A beautiful autumn morning...

For whatever reason-- this often happens as the seasons change-- I slept through the night, all the way to the alarm at 0430: 99% of the time I will wake at some point between midnight and 0200, to say the Office, and this is also when I take the one medication. This morning I took the pill at 0430 and (because I'm not supposed to have anything but water for an hour after and I like my tea when I begin the day) went back to bed 'for an hour', which turned out to be seven f.ing o'clock. Tsk. On mornings like today, when the most sacred routine is upset, I said the invitatorium and Lauds, omitting Matins, have just finished Prime with the martyrology , and will now say Terce and then breakfast, which more or less puts me back on course for the day.  

Am listening to Spotify's 'Discover Weekly' playlist, a Monday custom.

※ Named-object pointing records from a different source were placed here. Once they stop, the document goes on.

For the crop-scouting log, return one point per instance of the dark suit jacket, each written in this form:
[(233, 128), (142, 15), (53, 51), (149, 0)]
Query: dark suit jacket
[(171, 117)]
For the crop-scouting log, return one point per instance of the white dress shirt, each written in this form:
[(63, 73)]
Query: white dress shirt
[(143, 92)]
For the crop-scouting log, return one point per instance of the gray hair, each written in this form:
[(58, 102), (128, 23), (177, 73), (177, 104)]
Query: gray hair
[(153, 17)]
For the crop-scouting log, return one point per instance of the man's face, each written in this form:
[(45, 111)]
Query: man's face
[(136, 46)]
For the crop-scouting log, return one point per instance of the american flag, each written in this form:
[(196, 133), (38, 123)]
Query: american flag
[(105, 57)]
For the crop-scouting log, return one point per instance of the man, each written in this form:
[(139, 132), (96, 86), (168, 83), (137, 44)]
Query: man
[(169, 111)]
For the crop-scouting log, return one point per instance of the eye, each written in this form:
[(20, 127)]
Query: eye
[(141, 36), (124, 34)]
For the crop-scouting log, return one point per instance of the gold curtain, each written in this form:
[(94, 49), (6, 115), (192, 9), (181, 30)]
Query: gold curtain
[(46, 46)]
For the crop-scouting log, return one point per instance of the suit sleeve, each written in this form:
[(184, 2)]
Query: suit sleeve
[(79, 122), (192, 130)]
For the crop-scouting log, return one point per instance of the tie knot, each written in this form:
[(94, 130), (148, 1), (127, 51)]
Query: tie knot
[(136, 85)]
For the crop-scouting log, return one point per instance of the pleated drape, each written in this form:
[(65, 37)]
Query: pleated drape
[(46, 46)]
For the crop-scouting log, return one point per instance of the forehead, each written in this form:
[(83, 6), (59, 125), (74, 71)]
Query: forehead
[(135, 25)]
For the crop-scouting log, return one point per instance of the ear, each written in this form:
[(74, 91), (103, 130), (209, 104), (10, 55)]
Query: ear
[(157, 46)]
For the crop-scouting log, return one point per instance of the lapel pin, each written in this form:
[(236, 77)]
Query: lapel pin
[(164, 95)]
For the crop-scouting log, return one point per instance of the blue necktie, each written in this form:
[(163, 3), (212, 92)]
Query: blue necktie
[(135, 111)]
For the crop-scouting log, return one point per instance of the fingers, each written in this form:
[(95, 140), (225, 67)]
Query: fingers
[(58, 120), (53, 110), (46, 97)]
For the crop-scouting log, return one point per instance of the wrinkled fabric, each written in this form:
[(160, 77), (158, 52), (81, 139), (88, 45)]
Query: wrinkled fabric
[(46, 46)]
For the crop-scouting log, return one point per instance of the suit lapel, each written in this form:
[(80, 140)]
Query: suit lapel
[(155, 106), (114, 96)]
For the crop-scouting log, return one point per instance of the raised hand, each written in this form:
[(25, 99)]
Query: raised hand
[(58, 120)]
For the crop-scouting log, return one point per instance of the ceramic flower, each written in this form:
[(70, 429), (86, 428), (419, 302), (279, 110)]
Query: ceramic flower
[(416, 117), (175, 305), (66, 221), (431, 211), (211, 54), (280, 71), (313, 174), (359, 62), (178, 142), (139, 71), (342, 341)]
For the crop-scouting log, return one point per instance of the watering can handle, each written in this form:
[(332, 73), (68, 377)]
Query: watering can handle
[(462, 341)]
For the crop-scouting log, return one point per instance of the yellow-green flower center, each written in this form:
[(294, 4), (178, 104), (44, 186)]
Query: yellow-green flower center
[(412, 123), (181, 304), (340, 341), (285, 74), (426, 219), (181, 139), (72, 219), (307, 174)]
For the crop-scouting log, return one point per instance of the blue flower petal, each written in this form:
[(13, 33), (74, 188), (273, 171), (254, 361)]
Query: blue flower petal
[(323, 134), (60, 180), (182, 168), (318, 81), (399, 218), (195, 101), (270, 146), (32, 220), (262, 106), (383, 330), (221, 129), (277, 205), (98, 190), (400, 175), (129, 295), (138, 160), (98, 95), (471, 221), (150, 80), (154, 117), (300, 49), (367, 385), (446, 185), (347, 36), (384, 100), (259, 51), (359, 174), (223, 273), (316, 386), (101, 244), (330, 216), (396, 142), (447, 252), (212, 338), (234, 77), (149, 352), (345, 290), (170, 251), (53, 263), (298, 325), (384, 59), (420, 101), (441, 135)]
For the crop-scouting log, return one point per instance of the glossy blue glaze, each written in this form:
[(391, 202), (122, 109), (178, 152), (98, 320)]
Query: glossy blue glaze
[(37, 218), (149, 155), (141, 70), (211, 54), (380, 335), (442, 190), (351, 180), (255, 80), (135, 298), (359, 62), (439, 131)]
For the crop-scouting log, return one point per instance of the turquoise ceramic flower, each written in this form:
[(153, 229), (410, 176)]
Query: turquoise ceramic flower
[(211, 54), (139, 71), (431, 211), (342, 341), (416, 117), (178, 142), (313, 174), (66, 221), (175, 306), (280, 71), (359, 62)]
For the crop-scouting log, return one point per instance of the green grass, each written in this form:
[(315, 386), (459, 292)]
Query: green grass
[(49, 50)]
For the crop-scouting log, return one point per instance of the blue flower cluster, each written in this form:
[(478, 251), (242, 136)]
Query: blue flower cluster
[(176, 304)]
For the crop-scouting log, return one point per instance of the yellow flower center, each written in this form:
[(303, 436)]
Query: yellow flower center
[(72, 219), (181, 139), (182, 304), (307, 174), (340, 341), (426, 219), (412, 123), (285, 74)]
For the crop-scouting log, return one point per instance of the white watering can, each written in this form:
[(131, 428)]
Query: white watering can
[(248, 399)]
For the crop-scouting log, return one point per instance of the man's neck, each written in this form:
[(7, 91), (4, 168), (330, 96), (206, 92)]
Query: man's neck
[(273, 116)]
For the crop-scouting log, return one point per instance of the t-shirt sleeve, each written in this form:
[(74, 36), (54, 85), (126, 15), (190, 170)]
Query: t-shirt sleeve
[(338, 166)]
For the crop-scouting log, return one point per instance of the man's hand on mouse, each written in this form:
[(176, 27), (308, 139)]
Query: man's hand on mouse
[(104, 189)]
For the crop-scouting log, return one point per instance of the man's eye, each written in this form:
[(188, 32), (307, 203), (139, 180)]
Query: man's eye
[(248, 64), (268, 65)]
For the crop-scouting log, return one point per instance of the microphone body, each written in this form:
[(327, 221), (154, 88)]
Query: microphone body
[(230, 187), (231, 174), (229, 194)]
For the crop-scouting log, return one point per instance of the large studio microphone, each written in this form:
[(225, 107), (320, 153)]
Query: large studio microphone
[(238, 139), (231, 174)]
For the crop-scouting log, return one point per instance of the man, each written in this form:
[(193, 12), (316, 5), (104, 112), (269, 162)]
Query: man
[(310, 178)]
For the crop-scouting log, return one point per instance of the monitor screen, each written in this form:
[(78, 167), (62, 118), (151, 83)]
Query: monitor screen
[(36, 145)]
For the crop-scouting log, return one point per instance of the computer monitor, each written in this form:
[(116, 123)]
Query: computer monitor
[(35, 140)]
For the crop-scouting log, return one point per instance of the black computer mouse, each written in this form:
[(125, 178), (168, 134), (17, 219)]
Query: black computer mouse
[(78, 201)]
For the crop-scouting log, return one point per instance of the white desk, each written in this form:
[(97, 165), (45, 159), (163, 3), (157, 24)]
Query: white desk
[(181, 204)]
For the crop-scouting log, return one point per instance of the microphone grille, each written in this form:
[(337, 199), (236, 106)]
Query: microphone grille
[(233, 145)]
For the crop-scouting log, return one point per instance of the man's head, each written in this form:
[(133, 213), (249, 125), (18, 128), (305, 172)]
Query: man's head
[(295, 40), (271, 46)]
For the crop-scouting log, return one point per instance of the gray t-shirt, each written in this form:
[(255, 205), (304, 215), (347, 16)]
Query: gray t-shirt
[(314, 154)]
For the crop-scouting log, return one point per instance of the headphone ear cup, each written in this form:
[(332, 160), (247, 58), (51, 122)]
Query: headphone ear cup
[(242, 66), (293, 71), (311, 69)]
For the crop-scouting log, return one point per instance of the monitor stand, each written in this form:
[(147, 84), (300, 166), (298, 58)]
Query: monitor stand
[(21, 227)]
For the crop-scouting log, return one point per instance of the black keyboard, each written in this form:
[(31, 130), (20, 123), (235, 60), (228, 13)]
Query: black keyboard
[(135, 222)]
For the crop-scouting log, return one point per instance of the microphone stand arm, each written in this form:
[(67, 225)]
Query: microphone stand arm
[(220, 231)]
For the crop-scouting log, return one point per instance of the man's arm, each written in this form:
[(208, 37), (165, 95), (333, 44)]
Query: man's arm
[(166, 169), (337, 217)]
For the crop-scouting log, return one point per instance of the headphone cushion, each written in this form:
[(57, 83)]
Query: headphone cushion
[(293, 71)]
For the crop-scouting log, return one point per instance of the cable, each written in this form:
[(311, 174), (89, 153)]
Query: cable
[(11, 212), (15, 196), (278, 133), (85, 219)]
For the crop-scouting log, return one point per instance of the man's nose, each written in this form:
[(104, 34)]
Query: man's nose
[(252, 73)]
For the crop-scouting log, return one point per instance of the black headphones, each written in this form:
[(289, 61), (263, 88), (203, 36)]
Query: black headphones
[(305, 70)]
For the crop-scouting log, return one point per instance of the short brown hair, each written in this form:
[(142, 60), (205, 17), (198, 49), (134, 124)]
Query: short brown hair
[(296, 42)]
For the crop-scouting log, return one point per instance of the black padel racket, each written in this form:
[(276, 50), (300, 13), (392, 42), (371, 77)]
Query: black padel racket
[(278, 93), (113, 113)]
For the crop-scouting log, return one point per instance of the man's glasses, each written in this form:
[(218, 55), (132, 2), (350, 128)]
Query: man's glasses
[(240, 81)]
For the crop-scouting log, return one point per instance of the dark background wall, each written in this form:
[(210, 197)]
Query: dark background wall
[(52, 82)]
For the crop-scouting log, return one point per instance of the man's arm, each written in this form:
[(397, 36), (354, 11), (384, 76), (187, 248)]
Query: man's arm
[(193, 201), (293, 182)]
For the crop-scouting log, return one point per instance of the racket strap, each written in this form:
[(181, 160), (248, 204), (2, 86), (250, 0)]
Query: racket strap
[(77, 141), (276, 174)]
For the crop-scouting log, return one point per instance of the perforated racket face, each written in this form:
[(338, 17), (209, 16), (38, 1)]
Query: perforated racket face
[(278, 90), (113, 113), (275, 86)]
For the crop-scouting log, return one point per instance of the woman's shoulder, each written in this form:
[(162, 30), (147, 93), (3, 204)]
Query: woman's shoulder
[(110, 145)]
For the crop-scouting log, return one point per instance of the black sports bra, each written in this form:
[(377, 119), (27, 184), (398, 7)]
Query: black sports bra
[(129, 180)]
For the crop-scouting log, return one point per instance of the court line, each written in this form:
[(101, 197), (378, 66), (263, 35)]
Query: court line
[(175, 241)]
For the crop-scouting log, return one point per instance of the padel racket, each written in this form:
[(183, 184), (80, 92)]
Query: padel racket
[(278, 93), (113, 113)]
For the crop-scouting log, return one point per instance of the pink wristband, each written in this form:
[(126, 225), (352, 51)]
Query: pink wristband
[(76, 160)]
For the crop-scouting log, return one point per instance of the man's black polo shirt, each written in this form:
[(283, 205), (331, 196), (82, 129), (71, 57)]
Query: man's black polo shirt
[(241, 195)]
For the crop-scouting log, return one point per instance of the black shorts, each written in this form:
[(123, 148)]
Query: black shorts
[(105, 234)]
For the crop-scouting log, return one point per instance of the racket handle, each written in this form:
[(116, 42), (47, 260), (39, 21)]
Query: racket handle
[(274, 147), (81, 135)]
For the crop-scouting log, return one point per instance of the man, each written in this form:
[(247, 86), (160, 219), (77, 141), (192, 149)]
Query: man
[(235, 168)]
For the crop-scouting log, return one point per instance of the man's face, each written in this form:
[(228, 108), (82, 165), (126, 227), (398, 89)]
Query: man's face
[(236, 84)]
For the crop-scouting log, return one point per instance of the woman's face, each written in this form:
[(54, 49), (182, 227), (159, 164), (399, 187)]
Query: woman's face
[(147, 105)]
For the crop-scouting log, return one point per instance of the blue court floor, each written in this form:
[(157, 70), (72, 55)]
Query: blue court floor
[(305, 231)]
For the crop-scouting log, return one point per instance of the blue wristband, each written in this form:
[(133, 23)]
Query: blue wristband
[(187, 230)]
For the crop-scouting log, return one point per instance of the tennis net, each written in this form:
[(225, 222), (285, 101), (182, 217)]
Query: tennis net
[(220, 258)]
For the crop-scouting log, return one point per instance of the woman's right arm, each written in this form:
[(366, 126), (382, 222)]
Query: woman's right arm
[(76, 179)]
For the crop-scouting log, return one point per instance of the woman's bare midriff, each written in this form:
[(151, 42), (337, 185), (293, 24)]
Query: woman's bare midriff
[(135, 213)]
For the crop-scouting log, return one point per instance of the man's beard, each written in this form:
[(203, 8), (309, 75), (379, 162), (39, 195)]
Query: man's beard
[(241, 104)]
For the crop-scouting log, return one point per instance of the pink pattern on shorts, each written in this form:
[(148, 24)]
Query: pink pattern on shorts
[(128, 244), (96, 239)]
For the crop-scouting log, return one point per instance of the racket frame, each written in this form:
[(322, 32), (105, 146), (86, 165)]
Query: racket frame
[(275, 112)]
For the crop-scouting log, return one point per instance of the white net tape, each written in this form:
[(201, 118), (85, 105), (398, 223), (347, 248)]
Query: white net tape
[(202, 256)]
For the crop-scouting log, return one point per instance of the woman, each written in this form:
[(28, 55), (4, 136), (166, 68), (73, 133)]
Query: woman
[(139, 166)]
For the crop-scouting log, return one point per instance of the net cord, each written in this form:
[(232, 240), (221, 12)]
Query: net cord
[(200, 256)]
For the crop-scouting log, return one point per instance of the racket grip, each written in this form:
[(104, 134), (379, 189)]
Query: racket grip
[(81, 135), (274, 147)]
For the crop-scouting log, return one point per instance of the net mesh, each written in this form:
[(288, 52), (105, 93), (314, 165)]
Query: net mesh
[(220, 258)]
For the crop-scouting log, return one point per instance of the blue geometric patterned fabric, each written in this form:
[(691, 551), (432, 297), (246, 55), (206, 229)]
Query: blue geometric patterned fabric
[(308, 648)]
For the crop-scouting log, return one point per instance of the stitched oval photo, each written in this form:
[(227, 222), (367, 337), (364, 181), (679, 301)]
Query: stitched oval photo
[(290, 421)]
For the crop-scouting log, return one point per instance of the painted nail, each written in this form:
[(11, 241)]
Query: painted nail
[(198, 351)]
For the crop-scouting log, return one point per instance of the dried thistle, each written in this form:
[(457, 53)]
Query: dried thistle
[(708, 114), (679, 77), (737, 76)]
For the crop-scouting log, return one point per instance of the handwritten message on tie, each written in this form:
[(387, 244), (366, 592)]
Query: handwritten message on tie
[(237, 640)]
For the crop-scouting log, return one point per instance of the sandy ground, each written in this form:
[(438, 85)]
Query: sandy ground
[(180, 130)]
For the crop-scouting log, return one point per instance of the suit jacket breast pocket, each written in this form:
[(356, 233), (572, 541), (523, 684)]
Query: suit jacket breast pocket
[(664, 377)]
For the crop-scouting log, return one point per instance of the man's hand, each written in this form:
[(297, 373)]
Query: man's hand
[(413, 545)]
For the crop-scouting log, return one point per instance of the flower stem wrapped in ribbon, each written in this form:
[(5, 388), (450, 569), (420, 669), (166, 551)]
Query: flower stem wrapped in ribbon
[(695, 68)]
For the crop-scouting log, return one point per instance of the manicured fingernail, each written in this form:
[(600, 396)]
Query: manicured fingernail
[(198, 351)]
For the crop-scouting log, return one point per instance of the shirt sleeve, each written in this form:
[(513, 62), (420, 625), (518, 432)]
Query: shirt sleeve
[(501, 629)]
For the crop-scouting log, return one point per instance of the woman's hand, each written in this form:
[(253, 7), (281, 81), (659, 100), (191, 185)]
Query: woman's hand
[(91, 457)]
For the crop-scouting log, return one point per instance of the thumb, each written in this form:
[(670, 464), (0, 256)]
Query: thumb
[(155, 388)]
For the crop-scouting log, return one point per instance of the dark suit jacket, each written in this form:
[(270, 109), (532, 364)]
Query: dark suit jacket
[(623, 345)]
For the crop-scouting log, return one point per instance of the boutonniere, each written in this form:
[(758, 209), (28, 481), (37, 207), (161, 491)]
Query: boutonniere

Sometimes there are in fact pleasant 'discoveries', most of the time they are well-known pieces, if by unfamiliar performers in many cases, once in a while they are dreck, pop music in pretense of being 'classical'. I saw this composer's name, Lepo Sumera (that is the English Wiki; the French is rather more informative even than the Estonian) on the Estonian Radio Klassikaraadio channel pages recently. Evidently, it is from the score for an animated film from 1986, Kevadine kärbes.

 


 

Post Tertiam. On their 'Kontserdisaalis' program this morning the Estonian Radio's Klassikaraadio is broadcasting a recording of the 1976 concert which first introducted Arvo Pärt's new work in his 'tintinnabuli' style of composition (if I understand the text, via the translation of the machina, correctly).  

On October 27 [1976], it will be 44 years since the concert, which for the first time introduced [Arvo] Pärt's music related to the miraculous word 'tintinnabuli'. In the Estonia Concert Hall in Tallinn, the ensemble Hortus Musicus, the Tallinn Chamber Choir and some soloists performed Arvo Pärt's works in the first half of the concert. The program page read 'Tintinnabuli' for an explanation, and the other half of the evening was Hortus Musicus [performing] Guillaume Dufay's 15th-century five-part Mass L'Homme armé.

A few days before the Tallinn concert, Hortus Musicus presented a similar program [at] the University of Tartu. The composer himself was not present and [this] is therefore not considered to be a premiere. The first article marking Pärt's musical change was published on the basis of [this] concert in Tartu. 

The newspaper Edasi [Forward] (November 5, 1976) published a review by the then 77-year-old composer Johannes Bleive. Pärt's new music inspired him and he called the experience a surprise, [although 'strange' was his first reponse (sic? the machina spat out gibberish for this phrase)]. According to Bleive, Pärt "turned to new creative paths, which seems to be a protest against the highly dissonant, overcrowded [sic?] music of our time, where there is no peace, the enjoyment of pure musical instruments [sic?]".